What are your thoughts on what the launch of the first tocilizumab biosimilar means for patients with autoimmune conditions?

Casberg: So Actemra [tocilizumab] is actually IV [intravenous] and sub-q [subcutaneous]. I think that the 2 products launched, Tofidence [tocilizumab-bavi] is IV from Biogen, and then Tyenne [tocilizumab-aazg] is both IV and sub-q, and that's from Fresenius Kabi.

For the most part, Actemra is used in rheumatoid arthritis, a couple other conditions as well. Getting biosimilars in a different therapeutic area, including Actemra, that will be a big advancement. That's 2 biosimilars, so we will get a little competition there on pricing, but I don't know if I can predict what the discounts will be—maybe, 20% to 30% off.
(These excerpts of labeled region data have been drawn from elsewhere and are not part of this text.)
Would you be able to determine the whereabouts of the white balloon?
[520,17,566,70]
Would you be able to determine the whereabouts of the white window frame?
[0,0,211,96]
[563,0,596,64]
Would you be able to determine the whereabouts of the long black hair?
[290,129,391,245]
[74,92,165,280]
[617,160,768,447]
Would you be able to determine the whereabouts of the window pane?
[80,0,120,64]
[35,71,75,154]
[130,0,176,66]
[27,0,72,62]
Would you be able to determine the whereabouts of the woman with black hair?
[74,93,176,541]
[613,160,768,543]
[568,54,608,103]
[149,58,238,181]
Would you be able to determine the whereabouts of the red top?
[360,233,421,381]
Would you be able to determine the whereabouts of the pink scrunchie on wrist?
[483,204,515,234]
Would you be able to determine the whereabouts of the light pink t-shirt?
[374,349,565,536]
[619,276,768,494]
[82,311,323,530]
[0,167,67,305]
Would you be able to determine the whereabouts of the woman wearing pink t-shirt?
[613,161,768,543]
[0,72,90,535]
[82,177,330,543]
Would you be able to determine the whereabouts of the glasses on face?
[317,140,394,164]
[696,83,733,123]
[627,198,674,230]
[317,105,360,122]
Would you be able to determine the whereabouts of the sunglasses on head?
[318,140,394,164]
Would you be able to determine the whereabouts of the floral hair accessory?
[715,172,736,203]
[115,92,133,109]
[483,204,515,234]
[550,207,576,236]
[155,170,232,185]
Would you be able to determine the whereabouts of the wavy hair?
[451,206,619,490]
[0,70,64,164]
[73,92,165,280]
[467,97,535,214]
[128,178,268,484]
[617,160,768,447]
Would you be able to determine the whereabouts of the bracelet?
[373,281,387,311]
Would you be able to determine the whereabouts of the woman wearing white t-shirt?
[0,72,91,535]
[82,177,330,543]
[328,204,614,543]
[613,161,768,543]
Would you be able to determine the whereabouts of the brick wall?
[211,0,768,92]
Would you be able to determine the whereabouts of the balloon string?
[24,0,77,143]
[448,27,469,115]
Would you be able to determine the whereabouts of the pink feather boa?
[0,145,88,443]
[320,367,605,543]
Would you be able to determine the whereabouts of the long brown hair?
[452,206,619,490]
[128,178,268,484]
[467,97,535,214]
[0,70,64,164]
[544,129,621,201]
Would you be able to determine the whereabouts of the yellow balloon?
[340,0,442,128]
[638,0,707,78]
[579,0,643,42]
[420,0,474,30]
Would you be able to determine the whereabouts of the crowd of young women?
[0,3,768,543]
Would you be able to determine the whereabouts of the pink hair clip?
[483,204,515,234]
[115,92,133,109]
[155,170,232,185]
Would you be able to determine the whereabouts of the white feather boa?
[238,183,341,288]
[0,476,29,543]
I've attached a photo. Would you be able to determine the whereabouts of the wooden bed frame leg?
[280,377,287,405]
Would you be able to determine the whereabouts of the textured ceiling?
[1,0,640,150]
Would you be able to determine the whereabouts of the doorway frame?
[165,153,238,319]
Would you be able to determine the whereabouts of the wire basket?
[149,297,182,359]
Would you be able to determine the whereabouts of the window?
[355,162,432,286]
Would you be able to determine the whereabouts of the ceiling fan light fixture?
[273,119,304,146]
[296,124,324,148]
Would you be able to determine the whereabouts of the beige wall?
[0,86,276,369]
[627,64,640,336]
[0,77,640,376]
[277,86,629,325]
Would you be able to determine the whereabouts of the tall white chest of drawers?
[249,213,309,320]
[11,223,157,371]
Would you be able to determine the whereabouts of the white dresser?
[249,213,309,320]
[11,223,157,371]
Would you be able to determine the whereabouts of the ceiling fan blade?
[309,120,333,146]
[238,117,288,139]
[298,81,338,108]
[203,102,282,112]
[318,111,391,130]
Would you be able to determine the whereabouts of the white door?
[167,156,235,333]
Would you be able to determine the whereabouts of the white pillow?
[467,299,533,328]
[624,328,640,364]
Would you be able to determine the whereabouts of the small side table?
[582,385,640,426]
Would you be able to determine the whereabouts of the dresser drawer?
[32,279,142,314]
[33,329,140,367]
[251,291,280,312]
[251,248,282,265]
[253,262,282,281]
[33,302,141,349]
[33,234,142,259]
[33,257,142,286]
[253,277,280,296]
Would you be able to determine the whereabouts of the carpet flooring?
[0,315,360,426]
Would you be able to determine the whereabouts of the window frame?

How are pharmacy and therapeutics committees likely to approach new pipeline drugs, considering factors like efficacy, safety data, and potential cost compared to existing options?

Casberg: P&T [pharmacy and therapeutic] committees are pretty standard in their approach on how they review drugs for formulary inclusion. It really comes down to safety, cost, and efficacy.

I think in today's world, the only difference is that there's a lot of these new orphan drugs which don't have a lot of competitors, so the P&T committees have to look at a drug on its own or a small number of patients, so they really look at the efficacy opportunity—which patients should get the drug, and what the criteria can be.

It's a lot less managing 4 or 5 drugs in a therapeutic area and comparing the pros and cons of drugs that are very similar. Nowadays, we're comparing a million-dollar drug which has no competition and who the patient should be and what the criteria should be. So there is a little shift in reviewing drugs from multiple drugs in 1 therapeutic class to orphan drugs.